The total turnaround time required by our multiple-amplicon nanopore sequencing method (multiplex PCR, library preparation, sequencing run, and flow cell wash to be reused) was 5 h. Cost per specimen was adjusted to 14 euros due to the decision to reuse one single flow cell up to 12 times. Costs for standard diagnostic MPXV RT-PCR were 18 euros/specimen. We must acknowledge that our analysis times did not accelerate the response time offered by the RT-PCR-based scheme applied to MPXV diagnosis in our institution. However, we must bear in mind that a positive result from the commercial PCRs just indicates the presence of MPXV, without being able to differentiate whether it corresponds to the outbreak strain or any other strain.

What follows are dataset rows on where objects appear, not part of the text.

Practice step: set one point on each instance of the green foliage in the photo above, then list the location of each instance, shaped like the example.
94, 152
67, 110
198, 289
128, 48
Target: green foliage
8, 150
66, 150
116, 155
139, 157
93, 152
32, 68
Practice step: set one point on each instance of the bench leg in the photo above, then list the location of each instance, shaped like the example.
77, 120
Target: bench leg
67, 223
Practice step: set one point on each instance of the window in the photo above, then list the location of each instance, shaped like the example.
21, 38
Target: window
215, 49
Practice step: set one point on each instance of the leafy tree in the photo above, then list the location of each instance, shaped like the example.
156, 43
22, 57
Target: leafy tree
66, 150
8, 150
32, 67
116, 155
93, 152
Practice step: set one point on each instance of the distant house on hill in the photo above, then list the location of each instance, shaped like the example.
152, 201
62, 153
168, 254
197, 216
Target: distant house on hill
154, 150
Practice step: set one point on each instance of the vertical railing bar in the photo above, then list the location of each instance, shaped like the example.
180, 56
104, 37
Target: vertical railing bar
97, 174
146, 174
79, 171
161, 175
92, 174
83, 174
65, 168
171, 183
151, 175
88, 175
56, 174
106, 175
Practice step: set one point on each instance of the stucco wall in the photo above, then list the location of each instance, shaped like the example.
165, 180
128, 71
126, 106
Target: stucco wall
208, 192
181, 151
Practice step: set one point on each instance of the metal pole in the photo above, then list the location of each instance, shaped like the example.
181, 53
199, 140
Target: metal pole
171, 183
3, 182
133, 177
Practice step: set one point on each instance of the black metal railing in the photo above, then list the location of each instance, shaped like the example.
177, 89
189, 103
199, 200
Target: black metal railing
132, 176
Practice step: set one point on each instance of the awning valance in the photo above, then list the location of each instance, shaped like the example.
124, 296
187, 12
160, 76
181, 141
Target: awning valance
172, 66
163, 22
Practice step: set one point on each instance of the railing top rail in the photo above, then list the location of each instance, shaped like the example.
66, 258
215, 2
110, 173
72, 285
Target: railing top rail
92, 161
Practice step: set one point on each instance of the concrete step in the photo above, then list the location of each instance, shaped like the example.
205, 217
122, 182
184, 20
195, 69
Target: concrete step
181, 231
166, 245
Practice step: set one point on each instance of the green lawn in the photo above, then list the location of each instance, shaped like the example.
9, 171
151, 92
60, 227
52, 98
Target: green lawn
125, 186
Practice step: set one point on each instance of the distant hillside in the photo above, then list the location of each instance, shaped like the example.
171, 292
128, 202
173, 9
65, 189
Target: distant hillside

It is true that in the current epidemiological scenario, with most cases out of Africa corresponding to the same clade B1, the generic PCR result may be sufficient to infer that we are detecting the outbreak strain. However, some sequences different from clade B1, belonging to clade A1, have also been recently identified in Europe and the United States (PHE technical briefing 5), corresponding to other independent exportation events. We should therefore be prepared to more precisely discriminate the strains from forthcoming cases. Moreover, our study intended to select the current MPXV outbreak just as a proof of concept to evaluate a strategy that may offer an optimized fast track of relevant public health strains in a wider spectrum of epidemiological alarms involving other viruses/bacteria.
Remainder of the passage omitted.